Die Organisationen können die Arbeitsbedingungen ihres Personals in Übereinstimmung mit dem Völkerrecht festlegen. Ganz wichtig dabei ist: Das Sitzabkommen verpflichtet diese Organisationen, Mechanismen zur Lösung von Arbeitskonflikten zu etablieren. Dank der auf diesen[NB]Grundlagen geschaffenen Mechanismen können sich die Angestellten der UNO für dienstrechtliche Streitigkeiten an die entsprechende Stelle wenden. Das Verfahren ist zweistufig, gegen den Erstentscheid kann auch appelliert werden.

Le Tribunal administratif de l'Organisation internationale du travail (OIT) exerce la même fonction pour les employés des agences spécialisées onusiennes basées à Genève.
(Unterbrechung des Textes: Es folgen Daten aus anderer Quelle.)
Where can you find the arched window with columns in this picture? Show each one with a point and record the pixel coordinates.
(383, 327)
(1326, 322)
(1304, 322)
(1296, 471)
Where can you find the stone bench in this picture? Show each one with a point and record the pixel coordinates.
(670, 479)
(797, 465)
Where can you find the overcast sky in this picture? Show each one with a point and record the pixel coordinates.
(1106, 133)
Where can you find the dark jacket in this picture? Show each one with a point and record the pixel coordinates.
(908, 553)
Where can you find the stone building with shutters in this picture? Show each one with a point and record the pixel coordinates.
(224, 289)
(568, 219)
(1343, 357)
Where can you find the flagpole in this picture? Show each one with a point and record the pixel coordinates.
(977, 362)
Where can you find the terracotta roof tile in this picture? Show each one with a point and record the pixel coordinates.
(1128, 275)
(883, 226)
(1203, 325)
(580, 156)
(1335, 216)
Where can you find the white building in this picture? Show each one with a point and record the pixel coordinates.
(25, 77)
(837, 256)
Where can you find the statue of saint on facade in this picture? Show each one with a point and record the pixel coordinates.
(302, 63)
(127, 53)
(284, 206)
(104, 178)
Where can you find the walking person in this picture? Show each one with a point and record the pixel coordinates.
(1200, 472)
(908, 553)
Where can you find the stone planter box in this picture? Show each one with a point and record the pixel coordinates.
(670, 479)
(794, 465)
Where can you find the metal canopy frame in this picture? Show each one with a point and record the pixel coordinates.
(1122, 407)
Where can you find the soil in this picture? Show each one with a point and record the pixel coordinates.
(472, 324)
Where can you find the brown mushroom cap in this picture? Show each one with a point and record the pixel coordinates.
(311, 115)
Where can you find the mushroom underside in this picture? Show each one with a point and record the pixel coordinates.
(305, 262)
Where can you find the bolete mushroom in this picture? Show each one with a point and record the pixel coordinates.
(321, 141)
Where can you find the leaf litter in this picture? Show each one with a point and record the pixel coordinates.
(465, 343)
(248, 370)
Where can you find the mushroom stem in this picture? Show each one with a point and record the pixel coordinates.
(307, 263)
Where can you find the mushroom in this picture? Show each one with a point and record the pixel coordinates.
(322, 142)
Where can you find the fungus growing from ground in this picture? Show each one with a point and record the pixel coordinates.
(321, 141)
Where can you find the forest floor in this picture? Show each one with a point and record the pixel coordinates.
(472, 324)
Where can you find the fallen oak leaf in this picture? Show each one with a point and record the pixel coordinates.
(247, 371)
C'est en sa qualité d'Etat membre que la Suisse peut agir au sein des organes des organisations internationales où elle siège. La Suisse utilise différents moyens informels pour discuter de ces sujets, comme des échanges bilatéraux avec d'autres Etats membres ou des forums multilatéraux. Cela inclut des plateformes de coopération informelles qui ont une influence sur les dirigeants et la gestion de l'ONU et des institutions spécialisées.

Voilà les raisons pour lesquelles le Conseil fédéral vous incite à rejeter cette motion.